Juggling the probable consequence of Russia cutting off her country’s access to natural gas, the Czech president pushes the Russian defense minister (Michael Gor) to cease the country’s military incursion into Ukraine, insisting that the Czech Republic will otherwise resort to placating Russia’s aggression by inviting NATO to plop a fleet of surface-to-air missiles within its borders.
It is this geopolitical sparring match between NATO, the United States, and Russia that acts as the backdrop for Jack Ryan’s covert escapades. When an attempt to track down an old Soviet atomic bomb goes awry, the CIA opts to avoid escalating global tensions. Rather than recognize the overseas military mission, the agency pulls the plug on Ryan’s operation, leaving him to fend for his own as a rogue asset.

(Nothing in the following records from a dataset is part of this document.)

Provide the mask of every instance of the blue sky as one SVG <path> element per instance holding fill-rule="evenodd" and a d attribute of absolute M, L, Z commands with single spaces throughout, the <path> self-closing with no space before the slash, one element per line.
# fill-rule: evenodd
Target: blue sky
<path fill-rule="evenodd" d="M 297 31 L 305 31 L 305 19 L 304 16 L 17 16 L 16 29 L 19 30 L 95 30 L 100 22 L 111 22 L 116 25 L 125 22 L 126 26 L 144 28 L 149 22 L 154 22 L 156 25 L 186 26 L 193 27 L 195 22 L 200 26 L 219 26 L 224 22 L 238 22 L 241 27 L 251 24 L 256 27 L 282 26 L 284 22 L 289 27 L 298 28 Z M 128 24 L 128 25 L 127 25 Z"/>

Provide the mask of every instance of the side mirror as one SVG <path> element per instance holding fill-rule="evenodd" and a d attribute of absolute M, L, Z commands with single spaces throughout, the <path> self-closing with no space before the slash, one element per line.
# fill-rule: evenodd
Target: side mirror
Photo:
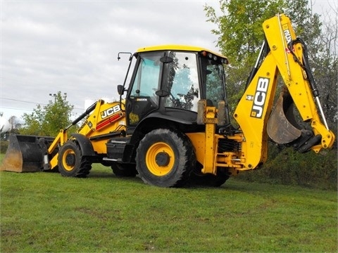
<path fill-rule="evenodd" d="M 123 89 L 123 85 L 118 85 L 118 95 L 123 95 L 125 91 L 127 91 L 125 89 Z"/>

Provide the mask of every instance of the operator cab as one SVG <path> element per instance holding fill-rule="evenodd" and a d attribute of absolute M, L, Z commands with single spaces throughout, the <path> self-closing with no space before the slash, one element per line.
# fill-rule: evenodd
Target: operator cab
<path fill-rule="evenodd" d="M 152 112 L 192 124 L 199 100 L 217 107 L 226 99 L 225 56 L 179 45 L 142 48 L 134 56 L 137 62 L 125 104 L 128 127 L 135 127 Z M 123 90 L 120 87 L 119 93 Z"/>

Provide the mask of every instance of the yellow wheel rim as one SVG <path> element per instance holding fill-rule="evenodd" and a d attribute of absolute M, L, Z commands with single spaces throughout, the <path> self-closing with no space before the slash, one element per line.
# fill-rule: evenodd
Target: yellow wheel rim
<path fill-rule="evenodd" d="M 165 176 L 172 170 L 174 162 L 174 151 L 165 143 L 154 143 L 146 152 L 146 164 L 149 171 L 154 175 Z"/>
<path fill-rule="evenodd" d="M 73 150 L 68 149 L 65 151 L 62 156 L 62 164 L 63 168 L 68 171 L 74 169 L 75 164 L 75 153 Z"/>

Much like the eponymous hero in the Bourne franchise, at the behest of his own government’s bureaucrats, Ryan finds himself in the crosshairs of virtually everyone, from Russian hit men to local police forces and FBI agents. Solely reliant on his old boss, James Greer (Wendell Pierce), and former colleague Mike November (Michael Kelly), the analyst shoots his way through reams of belligerents, all to impede Russia’s colonialist ambitions.
Jack Ryan avoids any attempt to muddle the Soviet Union’s iniquities. The season’s first episode opens with a flashback to the USSR, wherein a Red Army brigade, under direct orders, mass-murders an entire laboratory of Soviet physicists; layoffs and severance was handled very differently under Soviet rule. The series asserts such an unapologetic pro-American and pro-NATO perspective that it may just be enough to drive Sen. Bernie Sanders (I-VT) into canceling his Amazon Prime subscription.
Though occasionally falling prey to comically lazy tropes — in one scene, the Czech prime minister unironically suggests offering an olive branch to the Russian defense minister by having a bottle of vodka sent to his hotel room — it ultimately prevails by offering unapologetic Cold War-era action entertainment that few other shows or films can boast.